Following the example of the tireless CCSA, grassroots Jewish organizations — led mostly by Jewish suburbanites and synagogue congregants — began springing up all over the United States (and Canada and Great Britain), eventually uniting under the aegis of the Union of Councils for Soviet Jews (UCSJ). Few believed that they could directly force the Kremlin’s hand. As Kelner points out, “the USSR paid scant heed to its own citizens, why should the Politburo fold before a bunch of American or British or Canadian protestors?” What they could do was “mobilize the American Jewish populace to pressure major Jewish organizations to pressure the US government to pressure the Kremlin to let Jews emigrate.”

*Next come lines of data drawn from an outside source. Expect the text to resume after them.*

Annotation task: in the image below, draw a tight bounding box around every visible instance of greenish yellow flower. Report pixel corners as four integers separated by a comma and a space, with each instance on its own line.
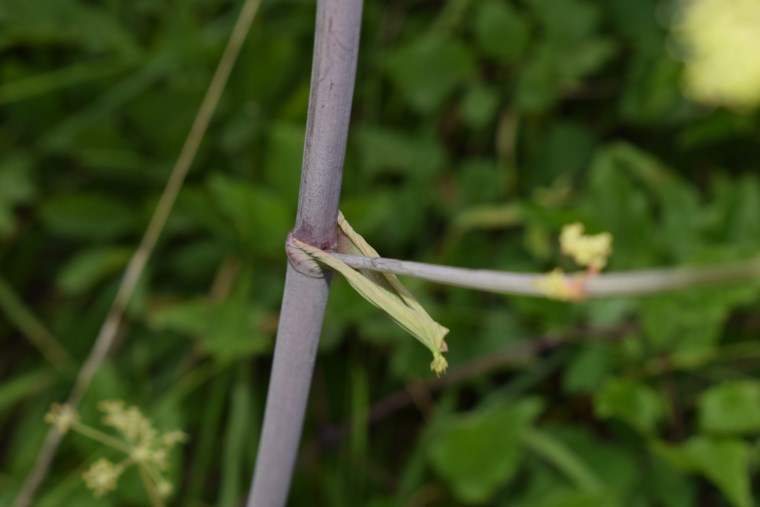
45, 403, 79, 433
82, 458, 124, 496
99, 400, 156, 445
45, 401, 187, 505
536, 268, 571, 301
559, 223, 612, 272
430, 353, 449, 377
675, 0, 760, 110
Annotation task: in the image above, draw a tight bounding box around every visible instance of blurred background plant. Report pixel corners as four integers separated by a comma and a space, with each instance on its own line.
0, 0, 760, 507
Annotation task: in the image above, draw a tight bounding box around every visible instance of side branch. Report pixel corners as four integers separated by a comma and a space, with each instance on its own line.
331, 253, 760, 298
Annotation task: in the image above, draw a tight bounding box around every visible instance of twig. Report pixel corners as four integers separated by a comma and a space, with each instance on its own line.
247, 0, 362, 507
13, 0, 261, 507
332, 253, 760, 298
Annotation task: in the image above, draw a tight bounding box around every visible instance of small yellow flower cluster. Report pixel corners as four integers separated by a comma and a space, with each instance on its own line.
82, 458, 124, 497
559, 223, 612, 272
45, 401, 187, 505
535, 223, 612, 301
675, 0, 760, 110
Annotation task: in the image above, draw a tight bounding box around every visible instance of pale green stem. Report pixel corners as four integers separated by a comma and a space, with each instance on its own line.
8, 0, 261, 507
331, 253, 760, 298
137, 463, 164, 507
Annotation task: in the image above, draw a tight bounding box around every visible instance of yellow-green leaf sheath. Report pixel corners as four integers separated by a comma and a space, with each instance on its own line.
292, 214, 449, 374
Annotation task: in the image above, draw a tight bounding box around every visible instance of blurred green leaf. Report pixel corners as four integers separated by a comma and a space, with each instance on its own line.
594, 378, 665, 434
459, 85, 499, 129
699, 380, 760, 434
0, 0, 136, 54
562, 345, 612, 393
41, 192, 137, 240
429, 399, 541, 504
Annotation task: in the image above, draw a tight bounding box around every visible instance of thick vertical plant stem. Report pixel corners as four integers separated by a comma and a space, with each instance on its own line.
243, 0, 362, 507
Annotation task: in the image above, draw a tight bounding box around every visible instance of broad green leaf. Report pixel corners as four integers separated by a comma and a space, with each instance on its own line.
386, 37, 475, 113
459, 85, 500, 129
523, 429, 603, 492
473, 0, 530, 63
208, 174, 295, 257
292, 214, 449, 374
356, 127, 445, 181
656, 435, 754, 507
562, 345, 612, 393
594, 378, 665, 433
699, 380, 760, 434
429, 399, 542, 503
0, 155, 35, 238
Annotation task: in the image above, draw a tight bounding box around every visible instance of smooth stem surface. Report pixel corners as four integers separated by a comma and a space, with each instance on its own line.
247, 0, 362, 507
331, 253, 760, 298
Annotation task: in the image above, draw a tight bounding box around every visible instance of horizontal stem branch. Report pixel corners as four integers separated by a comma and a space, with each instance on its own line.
331, 253, 760, 298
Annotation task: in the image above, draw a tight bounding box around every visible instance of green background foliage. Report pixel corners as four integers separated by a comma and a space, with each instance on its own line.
0, 0, 760, 507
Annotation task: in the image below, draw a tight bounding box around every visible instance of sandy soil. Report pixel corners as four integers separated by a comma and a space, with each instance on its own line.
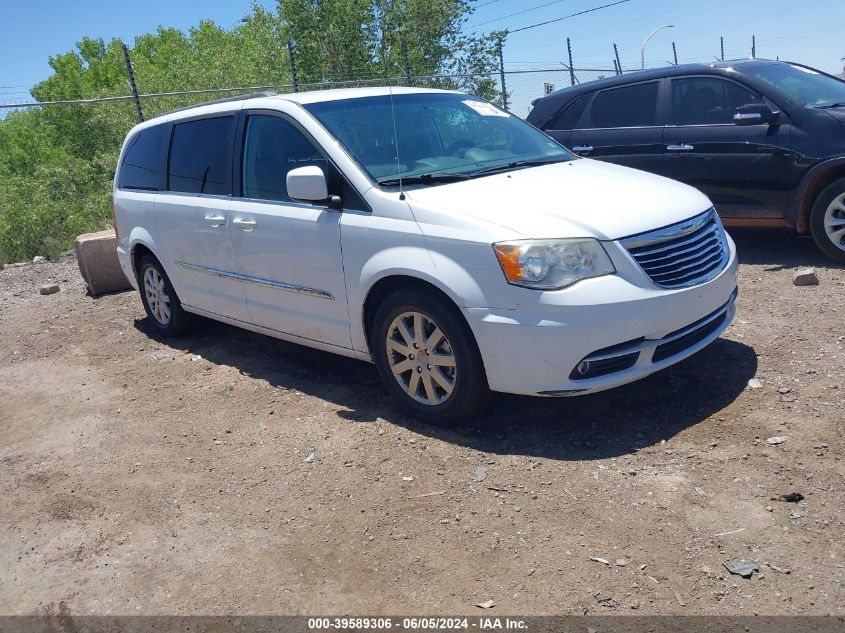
0, 233, 845, 615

Much of that mobilization took the form of weaving the plight of Soviet Jews into every aspect of Jewish religious and cultural life. B’nai mitzvah kids were twinned with twelve- and thirteen-year-olds in places like Lviv and Sverdlovsk. Haggadot incorporated a contemporary narrative of oppression and redemption into the family seder. Youth groups and summer camps played live action role-playing games in which American teenagers outfoxed the KGB. College students, encouraged by the example of the Civil Rights Movement “to bring their politics to the streets” as “theatricalized, camera-ready protest,” led raucous “be-ins” at Soviet diplomatic missions. Under the noses of Intourist minders, package-touring, middle-aged Jews smuggled Levi’s (black-market gold!), prescription medicine, and siddurim to refuseniks, assuring them that they had not been forgotten and bringing back valuable documentation of their existence to the UCSJ and other umbrella groups. Even a decade-long boycott of PepsiCo, which began marketing soft drinks in the Soviet Union in 1974, gave Jewish shoppers “the opportunity to turn their consumer choice into a Jewish choice” when faced with the decision between Coke and Pepsi.
It worked. Through the 1970s, Jewish grassroots pressure on the US government forced it to tie the issue of Soviet Jews to everything from trade negotiations to arms limitation talks. “The movement succeeded in partially opening the gates,” writes Kelner, “ … by turning Jewish emigration into a symbol that Moscow could use to signal its desire for warmer relations with the West.” From the 1970s onward, thanks to the mobilization of Jewish communities in places like Cleveland, San Francisco, and Toronto, not only was Soviet Jewish emigration “imaginable … it was also feasible.” And by 1991, when the Soviet Union collapsed, hundreds of thousands of Jews had already left — for Israel, for the United States, and for Canada.
Cold War Exodus has real relevance in these times, as Jewish communities across North America contend with a profoundly disturbing upsurge in antisemitism. As we search for a counternarrative of our own, Kelner reminds us that we have a story to tell, and that grassroots mobilization is an effective means of telling that story. It can allow us to effect real change, and to do so in a way that is uniquely Jewish. In the words of Joe Hill, the great Swedish American labor activist, “Don’t mourn, organize.”
Angus Smith is a retired Canadian intelligence official, writer and Jewish educator who lives in rural Nova Scotia.